Phong Nha-Ke Bang national park in central Quang Binh province has just been recognised as a World Heritage for the second time for its biodiversity by Unesco, with the area under recognition being dramatically expanded.
Park director Le Thanh Tinh said on July 4 recognistion came after an agreement by members who attended the 39th conference by the World Heritage Committee, which was held in Bonn, Germany, on July 3.
He said Phong Nha-Ke Bang was known for having the biggest and most ancient karst compositions in Asia, providing a natural chronology of the earths geological evolution, and its diverse cave and river systems.
Son Doong is recognised as the biggest cave system in the world.
Phong Nha-Ke Bang covers 85,754 ha and Unesco has expanded recognition to a total of 123,326 ha to cover primeval forests that boast the most diverse flora and fauna systems in Southeast Asia.

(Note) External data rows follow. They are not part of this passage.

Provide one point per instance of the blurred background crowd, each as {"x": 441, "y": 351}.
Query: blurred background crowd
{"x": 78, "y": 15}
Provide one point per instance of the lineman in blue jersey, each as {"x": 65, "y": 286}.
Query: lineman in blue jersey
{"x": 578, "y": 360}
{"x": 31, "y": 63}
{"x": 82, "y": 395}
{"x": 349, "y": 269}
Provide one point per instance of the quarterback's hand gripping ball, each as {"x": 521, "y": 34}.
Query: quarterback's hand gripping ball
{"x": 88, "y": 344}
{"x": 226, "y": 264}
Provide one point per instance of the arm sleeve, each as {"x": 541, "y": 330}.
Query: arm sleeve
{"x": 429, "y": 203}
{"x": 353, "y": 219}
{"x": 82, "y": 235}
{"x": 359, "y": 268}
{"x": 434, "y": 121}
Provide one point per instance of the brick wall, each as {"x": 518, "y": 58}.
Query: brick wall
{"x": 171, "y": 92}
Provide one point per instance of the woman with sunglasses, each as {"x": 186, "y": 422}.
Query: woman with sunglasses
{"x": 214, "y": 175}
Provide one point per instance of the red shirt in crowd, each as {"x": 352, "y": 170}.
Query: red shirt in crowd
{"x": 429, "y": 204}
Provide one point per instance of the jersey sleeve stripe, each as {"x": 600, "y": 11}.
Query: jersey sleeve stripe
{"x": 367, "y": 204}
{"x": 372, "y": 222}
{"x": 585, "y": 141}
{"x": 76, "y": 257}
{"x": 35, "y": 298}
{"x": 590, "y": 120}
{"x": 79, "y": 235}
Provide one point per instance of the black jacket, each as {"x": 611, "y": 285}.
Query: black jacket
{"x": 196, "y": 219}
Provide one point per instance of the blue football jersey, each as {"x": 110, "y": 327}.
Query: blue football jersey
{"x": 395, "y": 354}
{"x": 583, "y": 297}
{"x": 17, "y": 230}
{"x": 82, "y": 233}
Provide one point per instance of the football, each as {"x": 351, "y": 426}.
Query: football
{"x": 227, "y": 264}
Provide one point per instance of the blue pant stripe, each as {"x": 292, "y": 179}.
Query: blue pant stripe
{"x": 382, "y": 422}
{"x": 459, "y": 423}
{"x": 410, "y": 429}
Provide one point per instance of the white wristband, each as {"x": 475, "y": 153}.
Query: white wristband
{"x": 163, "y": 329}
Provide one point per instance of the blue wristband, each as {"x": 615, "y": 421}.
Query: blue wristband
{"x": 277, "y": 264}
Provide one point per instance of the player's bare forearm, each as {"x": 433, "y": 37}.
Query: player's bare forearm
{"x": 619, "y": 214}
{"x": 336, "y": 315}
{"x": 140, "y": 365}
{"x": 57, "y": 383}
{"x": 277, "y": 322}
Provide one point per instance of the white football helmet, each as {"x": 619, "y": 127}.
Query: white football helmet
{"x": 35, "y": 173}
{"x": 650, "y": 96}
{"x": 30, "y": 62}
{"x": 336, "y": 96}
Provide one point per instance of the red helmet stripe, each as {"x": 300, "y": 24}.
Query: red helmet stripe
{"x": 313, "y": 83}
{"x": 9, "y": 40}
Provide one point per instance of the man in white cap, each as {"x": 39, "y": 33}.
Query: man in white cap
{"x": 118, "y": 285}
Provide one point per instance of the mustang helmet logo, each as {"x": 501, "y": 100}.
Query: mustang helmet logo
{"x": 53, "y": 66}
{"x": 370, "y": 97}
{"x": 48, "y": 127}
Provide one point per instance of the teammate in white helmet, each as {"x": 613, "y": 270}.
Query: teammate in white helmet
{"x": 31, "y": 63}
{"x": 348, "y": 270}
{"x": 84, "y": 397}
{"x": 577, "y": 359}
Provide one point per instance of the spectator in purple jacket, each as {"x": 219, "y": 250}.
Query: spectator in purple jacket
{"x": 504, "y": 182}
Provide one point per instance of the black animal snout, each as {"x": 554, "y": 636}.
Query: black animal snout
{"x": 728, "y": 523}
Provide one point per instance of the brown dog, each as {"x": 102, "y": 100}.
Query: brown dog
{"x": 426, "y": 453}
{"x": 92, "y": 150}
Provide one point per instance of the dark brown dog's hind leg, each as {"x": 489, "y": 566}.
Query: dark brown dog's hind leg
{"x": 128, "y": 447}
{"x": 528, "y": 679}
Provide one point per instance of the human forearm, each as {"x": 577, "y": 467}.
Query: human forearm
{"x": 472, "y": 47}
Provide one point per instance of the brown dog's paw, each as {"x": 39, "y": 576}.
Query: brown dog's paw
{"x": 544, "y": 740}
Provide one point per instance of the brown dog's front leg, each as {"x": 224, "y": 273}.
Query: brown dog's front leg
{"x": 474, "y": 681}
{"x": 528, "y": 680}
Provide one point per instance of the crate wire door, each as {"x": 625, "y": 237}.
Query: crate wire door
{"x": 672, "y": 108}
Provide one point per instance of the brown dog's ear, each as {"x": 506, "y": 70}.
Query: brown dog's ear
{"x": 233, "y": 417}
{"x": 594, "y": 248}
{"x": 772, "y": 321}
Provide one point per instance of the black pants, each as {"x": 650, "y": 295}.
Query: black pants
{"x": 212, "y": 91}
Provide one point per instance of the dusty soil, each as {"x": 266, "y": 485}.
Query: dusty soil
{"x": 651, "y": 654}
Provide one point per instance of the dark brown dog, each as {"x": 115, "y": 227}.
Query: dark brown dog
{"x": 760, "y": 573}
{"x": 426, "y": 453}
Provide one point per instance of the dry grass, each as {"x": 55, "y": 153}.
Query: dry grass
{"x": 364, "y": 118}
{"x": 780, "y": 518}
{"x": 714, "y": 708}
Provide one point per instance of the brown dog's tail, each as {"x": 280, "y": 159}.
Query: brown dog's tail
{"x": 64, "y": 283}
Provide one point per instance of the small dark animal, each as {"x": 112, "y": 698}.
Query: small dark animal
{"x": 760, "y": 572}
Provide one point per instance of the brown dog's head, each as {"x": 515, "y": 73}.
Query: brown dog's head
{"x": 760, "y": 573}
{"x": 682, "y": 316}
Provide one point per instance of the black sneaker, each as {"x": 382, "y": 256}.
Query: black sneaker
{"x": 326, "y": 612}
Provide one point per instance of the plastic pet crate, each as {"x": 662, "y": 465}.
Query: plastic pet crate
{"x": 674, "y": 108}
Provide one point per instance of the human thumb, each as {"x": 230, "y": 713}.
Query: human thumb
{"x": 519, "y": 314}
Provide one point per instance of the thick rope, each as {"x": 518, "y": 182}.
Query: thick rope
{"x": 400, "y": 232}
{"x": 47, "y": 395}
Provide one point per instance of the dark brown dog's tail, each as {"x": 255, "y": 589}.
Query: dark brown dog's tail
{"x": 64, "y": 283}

The park has 2,934 identified species of flora and more than 800 species of fauna, many of which are listed among the International Union for Conservation of Nature (IUCN)’s Red Book for endangered species in the world, including the Ha Tinh langur, the brown-shanked langur and the white-cheeked gibbon.
Phong Nha-Ke Bang is the third site in Asia and the first in Southeast Asia to be recognised as Natural Heritage.
The park was first recognised as the World Heritage in July 2003.